Eric Warner Opinion Editor
Ever wanted to take flight in some of cinema’s most famous spaceships? Prepare to take flight for either the Galactic Empire or the New Republic in “Star Wars: Squadrons”.
“Star Wars: Squadrons” is a first-person flight simulator set in the Star Wars universe specifically in the immediate aftermath of “Return of the Jedi” following the destruction of the second Death Star, the “death” of the Emperor, and the rise of the New Republic. The game was released on Steam, PlayStation 4, and Xbox One on Oct. 2 and was developed by Motive Studios and published by Electronic Arts. Players get to pilot from the cockpits of up to four types of ships for each faction. For the New Republic, previously known as the Rebel Alliance, players can choose to pilot an A-Wing, U-Wing, X-Wing or Y-Wing. For the Galactic Empire, players can choose to pilot a TIE Bomber, TIE Fighter, TIE Interceptor, or TIE Reaper.
The story of Squadrons focuses on two characters that players can create and customize to their liking with one character siding with the New Republic and the other with the Galactic Empire. In the New Republic campaign, players join the famed Vanguard Squadron and go on to defend the mysterious Project: Starhawk operation that can turn the tide of the war in the republic’s favor if successful. Meanwhile, in the Galactic Empire campaign, players join the infamous Titan Squadron who aim to destroy the New Republic and any traitors who join them at all cost, including the mysterious Project: Starhawk operation. On both sides, players will become acquainted with their fellow squad members and get to pilot and customize all types of starfighters.
In terms of gameplay, squadrons are incredibly immersive.

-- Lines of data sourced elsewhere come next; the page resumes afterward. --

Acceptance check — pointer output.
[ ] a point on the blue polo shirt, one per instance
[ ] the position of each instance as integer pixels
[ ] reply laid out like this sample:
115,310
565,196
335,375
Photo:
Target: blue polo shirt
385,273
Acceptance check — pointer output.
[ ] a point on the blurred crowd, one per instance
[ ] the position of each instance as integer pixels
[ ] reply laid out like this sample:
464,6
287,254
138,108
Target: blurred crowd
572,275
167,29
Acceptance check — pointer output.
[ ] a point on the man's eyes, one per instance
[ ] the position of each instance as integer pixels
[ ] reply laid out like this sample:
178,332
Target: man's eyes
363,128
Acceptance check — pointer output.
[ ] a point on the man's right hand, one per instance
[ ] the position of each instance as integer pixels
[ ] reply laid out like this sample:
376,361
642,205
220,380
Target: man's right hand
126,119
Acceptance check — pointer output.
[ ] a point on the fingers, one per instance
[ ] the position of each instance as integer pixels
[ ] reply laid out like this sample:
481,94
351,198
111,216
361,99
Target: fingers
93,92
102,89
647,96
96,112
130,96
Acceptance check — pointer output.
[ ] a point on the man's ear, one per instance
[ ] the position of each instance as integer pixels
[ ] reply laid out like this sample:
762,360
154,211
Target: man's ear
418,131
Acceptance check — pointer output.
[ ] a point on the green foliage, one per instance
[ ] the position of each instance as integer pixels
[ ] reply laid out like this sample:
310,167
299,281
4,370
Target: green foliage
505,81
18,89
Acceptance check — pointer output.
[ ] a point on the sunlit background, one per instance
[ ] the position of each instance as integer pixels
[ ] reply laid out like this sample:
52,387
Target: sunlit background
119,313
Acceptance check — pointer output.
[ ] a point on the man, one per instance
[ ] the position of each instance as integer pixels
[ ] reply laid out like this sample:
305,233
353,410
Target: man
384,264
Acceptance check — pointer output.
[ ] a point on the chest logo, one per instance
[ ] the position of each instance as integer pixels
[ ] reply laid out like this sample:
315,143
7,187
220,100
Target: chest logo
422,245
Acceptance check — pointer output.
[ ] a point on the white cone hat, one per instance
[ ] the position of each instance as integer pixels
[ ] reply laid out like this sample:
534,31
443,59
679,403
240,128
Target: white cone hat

The amount of detail put into making the cockpits of these fictional starfighters is simply incredible, especially in this game’s virtual reality mode. This is the closest players will get to flying a ship as realistic as possible in a galaxy far far away. To add to this immersion, the developers at Motive Studios chose not to add a heads-up display, but rather imbed all controls and starfighter components into the cockpits themselves. Meaning, if a player wants to divert their power to their engines, they’ll have to look at the power displays on their fighters’ dashboard. Players can adjust various components of their fighter to adhere to the changing needs of their battles. Unfortunately, this amount of detail does make the game a bit difficult to fully comprehend.
It has a very difficult learning curve and its lack of game types doesn’t aid making players want to come back again. The only game types besides the story mode are dogfights which is basically a fiver versus five fighter deathmatch and fleet battles, which also picks squadrons of five against each other but this time in multi-staged, objective based contests where players have to take out enemy fighters, destroy capital ships, and perform bombing runs on the enemy’s flagship. The other mode is simply fleet battles but with only bots. Despite the learning curve and lack of game types, this game does have potential to become a viable Esport. It takes a lot of skill to be good at this game and effective squads can certainly make a tournament very interesting.
Currently, EA has no plans to release any downloadable content to this game. Ian Frazier, the Creative Director on Squadrons, said that according to UploadVR, “You’ve paid the $40, this is the game and it’s entirely self-contained. We’re not planning to add more content, this is the game, and we hope you understand the value proposition.” This is a bit disappointing as there are a lot of elements to make squadrons feel like a more complete game such as adding B-Wings, TIE Defenders, and more game types such as Capture the Flag as well as maybe different kinds of boss battles like squads trying to take down a Super Star Destroyer.
The story of squadrons isn’t anything really new and the gameplay, which surprisingly lacks the diversity to keep players coming back. On the whole, “Star Wars: Squadrons” is a really fun game that is sure to excite fans of Star Wars, but leave all who play it wanting more due to its narrowness in game types and high skill level required to enjoy multiplayer. I would give this game a 7.5/10.